La prosa di Maria Antonietta Mula è scorrevole, avvolgente e di raffinata perfezione stilistica; spicca la sua innata arte affabulatoria e padronanza delle lingue – sia in quella italiana, che nel competente uso de sa limba sarda – con cui tiene costantemente viva l’attenzione del lettore, nel segno di una malia apparentemente spontanea e semplice.

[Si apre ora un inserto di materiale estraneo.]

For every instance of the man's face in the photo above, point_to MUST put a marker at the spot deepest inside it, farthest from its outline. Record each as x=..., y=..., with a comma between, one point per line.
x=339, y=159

Opera avvincente, ben strutturata da una sapiente abilità comunicativa, che focalizza e pone il tema della ricerca dell’altrove (de un’ateru mundhu), della diaspora e spopolamento dell’Isola ma segnatamente, e con vigoria ri-costruttiva, “il dilemma del ritorno”: un ritorno al luogo d’origine, con coscienza identitaria e linguistica rinvigorita e rigenerata dalla storia personale e collettiva della Sardegna. Narrazione potente e coinvolgente che salva le memorie di una rappresentativa comunità sarda, identificabile con Orune; il paese natio “di granito e vento” della scrittrice, a cui l’opera è idealmente dedicata, è esplorato in sofferenze, valori, disillusioni e nei tempi sociali che maturano trasformazioni e mutazioni.
Maria Antonietta Mula, esercita la libera professione di ingegnera e insegna Matematica negli istituti di istruzione secondaria, ha già pubblicato due significative opere: la silloge lirica Il crivello e il romanzo I ragazzi del Nuraghe. In diversi concorsi di narrativa e poesia, sia in limba che in italiano, ha conseguito importanti riconoscimenti.
La fascinosa immagine di copertina del romanzo, titolata Memoria d’antico, è dell’illuminato e geniale pittore Mario Adolfi.